* How come nobody has bleated about the awful refs call against the Rangers in the third period of Game 5 that turned the game in favor of LA?
* Two legs collide but only the Ranger is penalized. Power play goal follows.
* Reminds of the atrocious pro-Kings reffing in the final game of the Devils series in 2012. But that zebra -- no names at the Cafe Discreet -- never surprised me.
* Okay, okay; yeah the Kings were the better team but that does not excuse horrendous officiating of which we received for nine months.
* All in all, Rangers fans have taken the defeat well.

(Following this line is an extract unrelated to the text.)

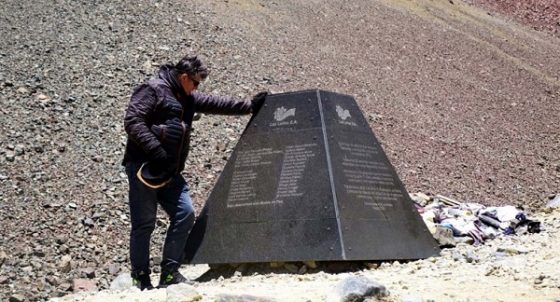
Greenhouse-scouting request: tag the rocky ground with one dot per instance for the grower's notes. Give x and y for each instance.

They never figured that their Blueshirts would get so far, so fast.
* A vexing question in Rangerville is whether Henrik Lundqvist could have better handled the rebound that led to the easy-to-deposit Cup-winner?
* The answer depends on which goalie coach you consult.
* Interesting that both Mike Richards and Brad Richards could wind up on different teams next season.
* Congrats to the Staples Center crowd for being so respectful of Commissioner Gary Bettman.
* After all, thanks to the Commish, the NHL never has been stronger and never have the players lined their wallets with more dough-re-me.
* Funny how only after the curtain drops to you learn about all the injuries with which the stick handlers played over the four rounds.
* Thanks to Cam Talbot for solving the Cam Talbot mystery.
* One element missing from the Final was pure, unadulterated hatred.
* That's why I wanted the Rangers to dress Dan Carcillo for the last two games.
* Now that the Rangers know what it's like to reach the Final without a captain it's time now to give Ryan McDonagh the "C."
* My condolences to the family of former NHL defenseman Larry (The Rock) Zeidel.
* Larry was one of the first to give the Flyers an identity in Philly's first year of expansion.
* Zeidel was involved in two of the most vicious stick fights in hockey history. 1. Larry vs. Jack Evans when Zeidel was with the Edmonton Flyers and Evans with Saskatoon Quakers. 2. Zeidel and Eddie Shack of the Bruins.
* Media types who already are forecasting the next Cup-winner need a passport to the Planet Krypton!